Carli Coetzee argues that "the younger generation of South Africans is developing important and innovative ways of understanding South African pasts, and that challenge the narratives that have over the last decades been informed by notions of forgiveness and reconciliation." from the back cover
"Carli Coetzee has made a name for herself by showing – not telling – her readers what reconciliation after apartheid should mean. It should mean nudging South Africans away from the dangerous assumptions that negotiating the past means leaving unchallenged old patterns of privilege, that the work of translation should always benefit English and its primary speakers, and, in her latest book, that skin-deep is sufficient depth for reckoning with the past. Written under the Skin is about blood and South Africa’s bloody past. It is also about the transfusion of memory across generations. The book challenges the discourse of newness that has marked South Africa since the formal end of apartheid in 1994, by showing the violence done and masked by such a discourse. Written under the Skin calls for new ways of reading South African history.
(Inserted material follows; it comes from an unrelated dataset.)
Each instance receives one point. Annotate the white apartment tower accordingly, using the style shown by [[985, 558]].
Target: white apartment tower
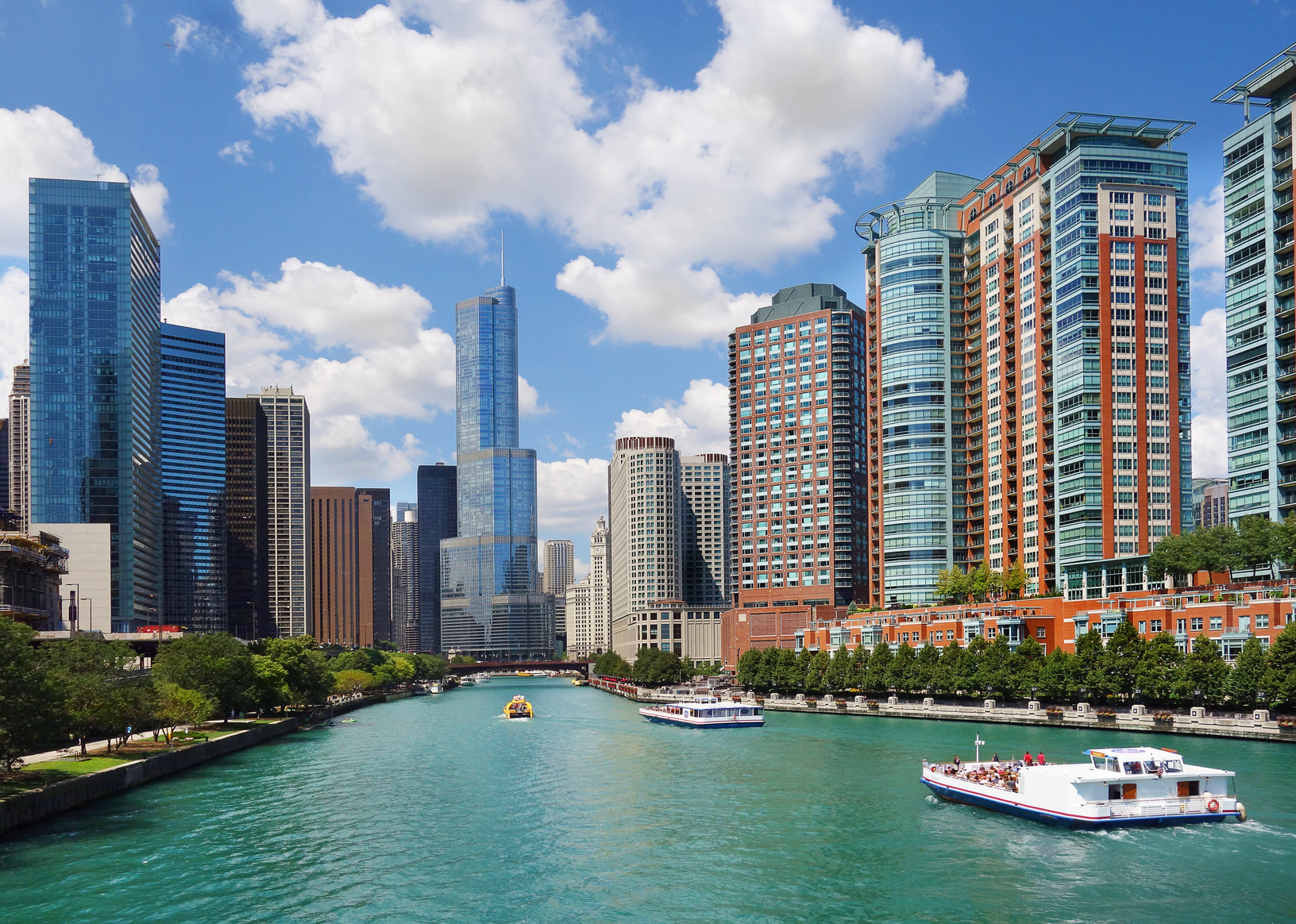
[[670, 556], [288, 490], [588, 602], [20, 446]]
It proposes protocols of care – cautious, ethical, vigilant – to guide these new ways of reading. There is in this book a moral urgency and an ethical injunction that demand our attention. We dare not ignore this book." Jacob Dlamini, Assistant Professor of History, Princeton University
Carli Coetzee is Editor of the Journal of African Cultural Studies. Her publications include Accented Futures: language activism and the ending of apartheid and the edited collection Afropolitanism: reboot. She co-edited Negotiating the Past: the making of memory in South Africa with Sarah Nuttall.